Dossier : IMM-4549-15

Référence : 2016 CF 408

[TRADUCTION FRANÇAISE CERTIFIÉE, NON RÉVISÉE]

Ottawa (Ontario), le 13 avril 2016

En présence de monsieur le juge Martineau

ENTRE :

AKILAN SATHASIVAM

demandeur

et

LE MINISTRE DE LA CITOYENNETÉ ET DE L’IMMIGRATION

défendeur

JUGEMENT ET MOTIFS :

[1]               Le demandeur, un citoyen tamoul du Sri Lanka, demande un contrôle judiciaire d’une décision de la Section de la protection des réfugiés (SPR) de la Commission de l’immigration et du statut de réfugié (Commission), qui a établi qu’il est ni un réfugié ni une personne à protéger. Bien que la décision de la SPR touchait également la demande du frère du demandeur, seule la demande de celui­ci est aujourd’hui examinée par la Cour.

[2]               Le demandeur, un célibataire tamoul de 24 ans, est un conducteur de pousse­pousse motorisé de Valvetty, dans le nord du Sri Lanka. Il affirme craindre la persécution aux mains de l’armée et de la police du Sri Lanka, ainsi que d’un groupe paramilitaire tamoul pro­gouvernemental appelé le Parti démocratique du peuple d’Eelam [PDPE], parce qu’il était perçu comme étant un membre ou un sympathisant des Tigres de libération de l’Eelam tamoul [TLET]. Il invoque les trois incidents suivants pour appuyer sa demande :

                     en juin 2013, le demandeur a été détenu pendant deux heures et interrogé par l’armée au sujet de son lien avec les TLET. Il a nié avoir un lien avec eux et n’a pas été maltraité physiquement cette fois­ci;

                     vers juin 2014, il a été à nouveau interrogé par l’armée, pendant environ 20 minutes, au sujet de son lien avec les TLET;

                     en août 2014, il a été arrêté et emmené dans un camp militaire, où il a été détenu et menacé, mais pas maltraité physiquement. La famille du demandeur a payé un pot­de­vin pour le faire libérer.

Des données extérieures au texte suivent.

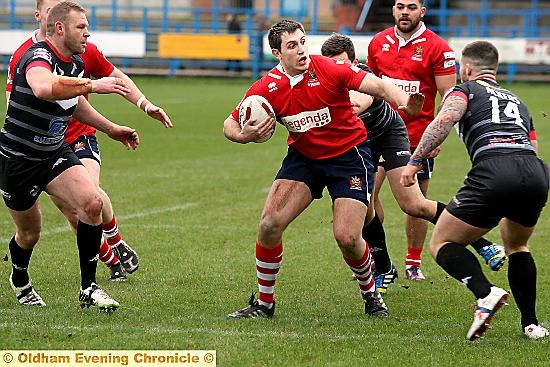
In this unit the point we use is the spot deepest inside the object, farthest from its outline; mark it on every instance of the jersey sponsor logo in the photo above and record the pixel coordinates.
(354, 68)
(418, 41)
(408, 86)
(449, 63)
(42, 53)
(449, 55)
(272, 87)
(418, 54)
(313, 81)
(304, 121)
(79, 146)
(355, 183)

[3]               Le frère du demandeur a également eu plusieurs interactions avec l’armée ou le PDPE entre le début de 2009 et janvier 2012, quand il a quitté le pays, mais contrairement au demandeur, il a été agressé physiquement par ces groupes lors de sa détention.

[4]               En novembre 2014, le demandeur a quitté Valvetty. Au cours des mois suivants, il a parcouru plusieurs pays, dont les États­Unis. En janvier 2015, le PDPE est venu chez le demandeur, à Valvetty, pour poser des questions sur l’endroit où il se trouvait. Le 27 avril 2015, le demandeur est arrivé au Canada. Il a fait une demande d’asile peu après.

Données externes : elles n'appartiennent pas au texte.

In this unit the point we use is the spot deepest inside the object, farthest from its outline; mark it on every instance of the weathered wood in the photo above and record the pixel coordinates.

[5]               La SPR n’a pas vraiment remis en question la véracité de l’histoire du demandeur ou sa crainte subjective, donc je rejette tout motif d’attaque selon lequel la SPR a commis une erreur en omettant de tirer des conclusions sur la crédibilité en termes clairs et sans équivoque. Le demandeur soutient également que la SPR a omis d’examiner s’il relève de l’exception relative aux raisons impérieuses en vertu du paragraphe 108(4) de la Loi sur l’immigration et la protection des réfugiés, L.C. 2001, ch. 27 [LIPR]. Cependant, pour que cette exception s’applique, il faut d’abord établir que le demandeur était, mais n’est plus, un réfugié au sens de la Convention, en raison de changements survenus dans son pays d’origine (Niyonzima c. Canada (Ministre de la Citoyenneté et de l’Immigration), 2012 CF 299, au paragraphe 56). Cette exigence est pas remplie en l’espèce.

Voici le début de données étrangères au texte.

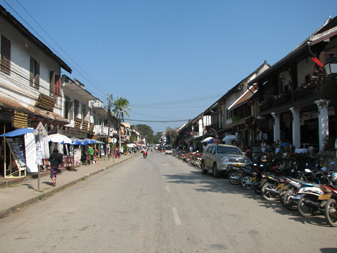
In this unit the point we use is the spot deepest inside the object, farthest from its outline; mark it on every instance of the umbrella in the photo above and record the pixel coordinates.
(60, 138)
(230, 138)
(75, 141)
(211, 140)
(88, 141)
(18, 132)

[6]               Il est bien admis qu’aux termes de l’article 96 de la LIPR, le demandeur doit établir, selon la prépondérance des probabilités, qu’il existe une possibilité raisonnable ou sérieuse d’un risque de persécution future (Adjei c. Canada (Ministre de l’Emploi et de l’Immigration), [1989] 2 CF 680, aux paragraphes 5 et 6; Alam c. Canada (Ministre de la Citoyenneté et de l’Immigration), 2005 CF 4, aux paragraphes 5 à 8; Florea c. Canada (Ministre de la Citoyenneté et de l’Immigration), 2005 CF 1472, aux paragraphes 23 et 24). Bien que le critère soit dûment indiqué par la SPR au début et à la fin de son analyse, le demandeur soutient que deux passages figurant ailleurs dans la décision laissent entendre qu’au lieu d’examiner s’il y avait une « possibilité grave » de persécution, la SPR a appliqué un critère de « prépondérance des probabilités » plus élevé. J’ai lu attentivement les passages invoqués par le demandeur et je suis convaincu que, lorsqu’ils sont lus dans leur ensemble, les motifs démontrent que la SPR a appliqué le bon critère (Thiyagarasa c. Canada (Ministre de la Citoyenneté et de l’Immigration), 2016 CF 48, aux paragraphes 22 à 24).

[7]               En ce qui concerne les demandes du demandeur et de son frère, la question déterminante est de savoir si, en raison de leur appartenance ethnique et de leur âge, ils avaient une crainte fondée de persécution ou seraient personnellement soumis, selon la prépondérance des probabilités, à un risque pour la vie, un risque de peines ou de traitements cruels et inusités ou un risque de torture, à leur retour au Sri Lanka. La SPR a notamment conclu que [traduction]  « les demandeurs n’ont pas un profil qui augmenterait leur risque de préjudice au­delà d’un niveau de simple possibilité (c’est­à­dire qu’il n’y a aucun risque raisonnable qu’ils seraient persécutés) ».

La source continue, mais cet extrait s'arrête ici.